Except yarn. The yarn stays. In fact, digging through all my sidelined projects has given me the urge to get going on some knitting and crochet. Fresh off the success of my All Shawl, I'm ready to cast on another quick, fun, functional project.

Pal Laurie and I have cooked up a good (non-yarn) project that we can do indoors, and use up lots of that coarse fiber that just can't go to the processor for our fiber shares: dog beds. We both are pretty competent with sewing machines, and we have some idle fabric that is speaking to us. Stuffed full of olofactorily-robust wool stuffing, we think we'll have dog beds that your Rex will go gaga over. I'll have photos soon of our prototypes, so you can give us some feedback.

But right now, I'm thinking, crocheted cotton rug. Just for fun. As I go to hunt up my size N crochet hook, I leave you with some sheep portraits I took this morning. The sheep were feeling slighted by all the attention the alpacas had been getting. Call this "equal time."

PS - Don't forget Saturday's Spinning Day!

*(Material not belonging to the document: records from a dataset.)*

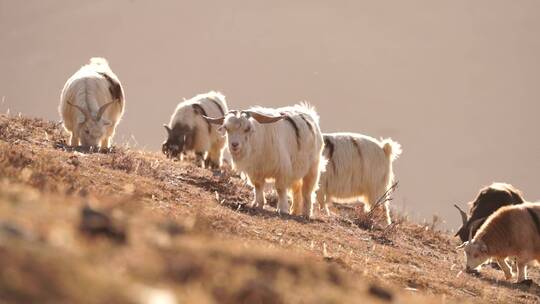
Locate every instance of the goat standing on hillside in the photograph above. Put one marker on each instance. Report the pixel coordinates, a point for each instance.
(512, 231)
(358, 166)
(488, 200)
(283, 145)
(91, 105)
(189, 131)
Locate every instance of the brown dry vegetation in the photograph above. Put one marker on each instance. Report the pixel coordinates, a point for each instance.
(134, 227)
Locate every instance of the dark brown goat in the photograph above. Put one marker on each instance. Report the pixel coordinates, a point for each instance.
(488, 200)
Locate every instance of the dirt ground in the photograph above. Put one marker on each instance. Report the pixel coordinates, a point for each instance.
(133, 227)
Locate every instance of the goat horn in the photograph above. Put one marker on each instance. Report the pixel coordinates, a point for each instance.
(83, 110)
(462, 245)
(464, 218)
(262, 118)
(474, 226)
(216, 121)
(103, 108)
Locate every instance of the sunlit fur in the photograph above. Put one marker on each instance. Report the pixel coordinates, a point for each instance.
(274, 152)
(203, 141)
(360, 166)
(509, 232)
(90, 90)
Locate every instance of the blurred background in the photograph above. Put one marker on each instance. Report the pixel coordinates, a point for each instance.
(457, 83)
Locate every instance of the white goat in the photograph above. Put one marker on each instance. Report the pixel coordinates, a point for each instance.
(189, 131)
(282, 145)
(91, 104)
(358, 166)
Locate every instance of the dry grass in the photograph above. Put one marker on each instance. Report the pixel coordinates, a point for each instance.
(134, 227)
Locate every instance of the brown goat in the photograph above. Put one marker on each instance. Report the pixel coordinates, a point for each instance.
(488, 200)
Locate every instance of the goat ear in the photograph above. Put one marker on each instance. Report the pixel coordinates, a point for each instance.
(216, 121)
(483, 248)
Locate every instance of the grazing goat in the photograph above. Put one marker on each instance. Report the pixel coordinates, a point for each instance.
(91, 104)
(488, 200)
(282, 145)
(189, 131)
(512, 231)
(358, 166)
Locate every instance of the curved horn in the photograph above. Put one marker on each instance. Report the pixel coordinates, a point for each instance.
(83, 110)
(464, 217)
(462, 245)
(216, 121)
(103, 108)
(473, 227)
(262, 118)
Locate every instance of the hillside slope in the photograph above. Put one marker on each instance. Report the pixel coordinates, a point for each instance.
(134, 227)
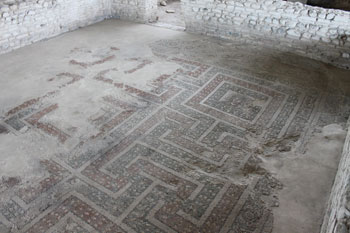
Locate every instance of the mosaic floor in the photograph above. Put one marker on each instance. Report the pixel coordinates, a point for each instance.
(152, 140)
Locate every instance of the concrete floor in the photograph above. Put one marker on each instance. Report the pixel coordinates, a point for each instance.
(122, 127)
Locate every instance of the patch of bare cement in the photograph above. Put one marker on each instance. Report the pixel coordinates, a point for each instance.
(307, 180)
(20, 155)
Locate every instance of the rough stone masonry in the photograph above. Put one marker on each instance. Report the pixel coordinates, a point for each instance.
(322, 34)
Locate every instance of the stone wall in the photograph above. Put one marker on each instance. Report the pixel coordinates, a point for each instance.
(337, 217)
(323, 34)
(26, 21)
(135, 10)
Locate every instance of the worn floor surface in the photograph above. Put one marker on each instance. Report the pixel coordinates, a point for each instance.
(174, 20)
(122, 127)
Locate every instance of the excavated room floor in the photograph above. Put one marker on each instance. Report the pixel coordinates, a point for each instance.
(122, 127)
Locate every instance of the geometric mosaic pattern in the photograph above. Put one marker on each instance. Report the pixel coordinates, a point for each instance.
(157, 166)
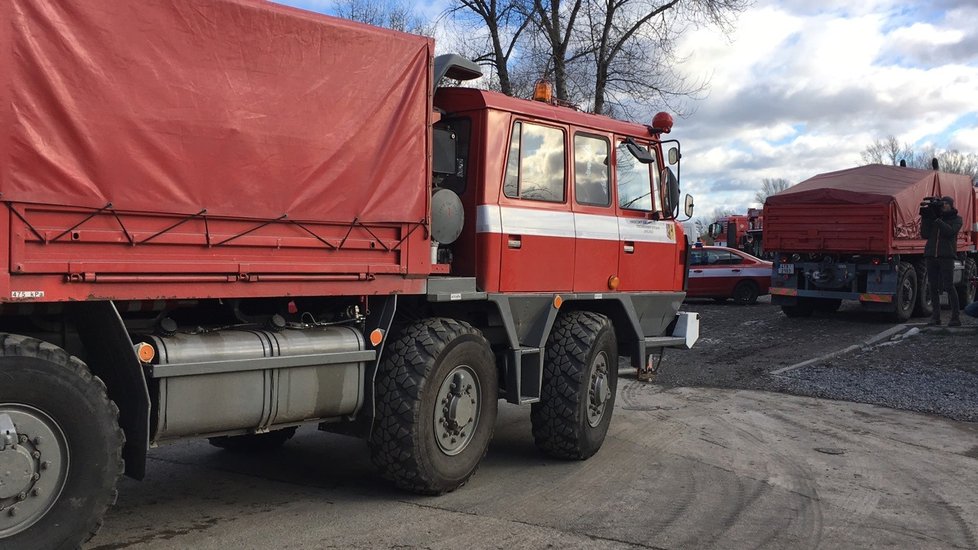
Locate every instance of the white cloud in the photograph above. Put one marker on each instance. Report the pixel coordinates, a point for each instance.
(800, 88)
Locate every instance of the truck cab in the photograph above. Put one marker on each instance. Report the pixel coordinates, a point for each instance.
(557, 200)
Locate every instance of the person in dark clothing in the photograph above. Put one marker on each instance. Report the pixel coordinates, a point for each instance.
(941, 228)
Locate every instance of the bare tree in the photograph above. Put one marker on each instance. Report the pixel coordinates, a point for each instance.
(770, 186)
(504, 22)
(392, 14)
(889, 151)
(556, 20)
(631, 43)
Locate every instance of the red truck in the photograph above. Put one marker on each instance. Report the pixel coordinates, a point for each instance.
(729, 231)
(741, 232)
(855, 235)
(225, 219)
(753, 241)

At 10 AM we'll pile into the COOL Red Barn and spin, spin, spin. We'll be giving drop spindle lessons, trying out various makes of wheels, and generally taking a much-needed break from our work-a-day worlds. Except me - this IS my work. Is this a great country, or what?

OK - here are your sheepy pals enjoying their breakfast today...

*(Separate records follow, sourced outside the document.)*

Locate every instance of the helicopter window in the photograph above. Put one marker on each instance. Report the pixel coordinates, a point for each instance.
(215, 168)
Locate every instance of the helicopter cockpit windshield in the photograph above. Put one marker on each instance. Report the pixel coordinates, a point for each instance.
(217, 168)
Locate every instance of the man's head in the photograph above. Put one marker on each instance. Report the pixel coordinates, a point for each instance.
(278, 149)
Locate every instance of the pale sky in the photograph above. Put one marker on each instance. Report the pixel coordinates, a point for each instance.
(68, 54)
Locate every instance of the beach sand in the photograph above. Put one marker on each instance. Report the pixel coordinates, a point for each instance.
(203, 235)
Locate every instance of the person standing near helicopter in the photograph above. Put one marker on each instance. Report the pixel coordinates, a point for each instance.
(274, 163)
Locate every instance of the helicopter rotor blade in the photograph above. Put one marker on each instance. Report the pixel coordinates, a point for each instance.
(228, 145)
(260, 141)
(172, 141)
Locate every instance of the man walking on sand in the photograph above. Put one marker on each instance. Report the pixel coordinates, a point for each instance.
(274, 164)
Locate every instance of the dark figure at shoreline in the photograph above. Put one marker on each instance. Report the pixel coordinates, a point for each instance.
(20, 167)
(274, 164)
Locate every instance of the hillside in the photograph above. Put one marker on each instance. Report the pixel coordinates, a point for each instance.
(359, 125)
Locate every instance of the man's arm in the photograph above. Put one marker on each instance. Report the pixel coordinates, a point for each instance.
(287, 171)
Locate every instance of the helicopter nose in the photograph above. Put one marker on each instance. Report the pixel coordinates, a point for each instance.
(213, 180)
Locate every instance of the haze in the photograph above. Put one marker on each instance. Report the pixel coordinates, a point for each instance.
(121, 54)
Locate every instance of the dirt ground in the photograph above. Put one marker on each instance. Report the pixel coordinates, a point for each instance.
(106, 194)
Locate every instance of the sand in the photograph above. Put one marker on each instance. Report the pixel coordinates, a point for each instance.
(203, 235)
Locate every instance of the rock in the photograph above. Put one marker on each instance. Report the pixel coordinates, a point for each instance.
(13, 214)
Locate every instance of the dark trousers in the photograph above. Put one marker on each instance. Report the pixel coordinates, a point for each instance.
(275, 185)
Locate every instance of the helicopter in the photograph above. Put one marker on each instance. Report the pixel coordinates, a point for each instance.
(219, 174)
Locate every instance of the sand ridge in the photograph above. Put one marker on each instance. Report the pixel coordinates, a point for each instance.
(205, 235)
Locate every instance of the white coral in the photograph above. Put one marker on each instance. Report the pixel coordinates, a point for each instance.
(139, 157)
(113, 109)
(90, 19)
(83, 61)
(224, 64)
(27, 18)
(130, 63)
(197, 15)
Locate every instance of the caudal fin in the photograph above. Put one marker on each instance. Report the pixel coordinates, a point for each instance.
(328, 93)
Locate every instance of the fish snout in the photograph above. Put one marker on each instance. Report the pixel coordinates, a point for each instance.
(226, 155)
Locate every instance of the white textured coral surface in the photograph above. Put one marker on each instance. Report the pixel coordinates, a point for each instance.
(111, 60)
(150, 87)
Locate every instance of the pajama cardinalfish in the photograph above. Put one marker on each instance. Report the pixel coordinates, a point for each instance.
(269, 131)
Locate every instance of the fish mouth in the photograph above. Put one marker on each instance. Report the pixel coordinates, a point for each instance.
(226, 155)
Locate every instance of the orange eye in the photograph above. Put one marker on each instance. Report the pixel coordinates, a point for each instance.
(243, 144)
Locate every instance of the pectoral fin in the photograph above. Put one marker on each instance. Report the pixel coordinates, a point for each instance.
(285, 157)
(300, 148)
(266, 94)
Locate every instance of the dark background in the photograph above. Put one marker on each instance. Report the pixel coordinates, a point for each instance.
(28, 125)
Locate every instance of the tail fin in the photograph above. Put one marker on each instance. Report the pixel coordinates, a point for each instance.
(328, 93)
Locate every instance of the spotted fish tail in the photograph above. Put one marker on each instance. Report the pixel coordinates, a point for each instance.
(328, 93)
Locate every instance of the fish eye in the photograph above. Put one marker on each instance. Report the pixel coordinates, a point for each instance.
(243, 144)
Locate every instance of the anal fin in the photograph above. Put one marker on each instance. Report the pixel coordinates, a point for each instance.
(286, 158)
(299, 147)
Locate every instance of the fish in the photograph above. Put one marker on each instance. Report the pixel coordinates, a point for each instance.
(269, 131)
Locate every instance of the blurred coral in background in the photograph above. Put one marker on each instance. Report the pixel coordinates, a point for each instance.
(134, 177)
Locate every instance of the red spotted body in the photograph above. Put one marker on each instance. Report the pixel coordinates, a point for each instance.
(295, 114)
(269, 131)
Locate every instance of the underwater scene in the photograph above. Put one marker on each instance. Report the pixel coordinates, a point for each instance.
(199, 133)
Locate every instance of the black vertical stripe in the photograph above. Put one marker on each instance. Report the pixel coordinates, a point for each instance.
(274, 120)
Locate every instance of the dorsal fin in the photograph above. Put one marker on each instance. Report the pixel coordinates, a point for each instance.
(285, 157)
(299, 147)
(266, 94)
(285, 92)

  1. A very wise gardener recently remarked to me that "Summer is our Winter here", and I think he's absolutely right. Up north, the wintertime is for hunkering down inside and reflecting/planning/etc . . . it's too cold to work outside. Here that is summer -- it's too hot to be outside and nothing really grows well if at all.I think we have a summer version of Seasonal Affective Disorder here . . . I know I get cranky and depressed during summer when it is so hot and mosquitoey that I can barely step out into my yard.

  2. I agree with Chris . . . we traded six months of winter coming from Washington State for six months of summer in Texas. Either way, they're both extreme. I love Ted's philosophy re balance, though. We could all use a dose of that lesson I think! A wise man!

    Can't wait til Saturday! See you then.

  3. I TOTALLY agree! PS. I love the sheep pictures!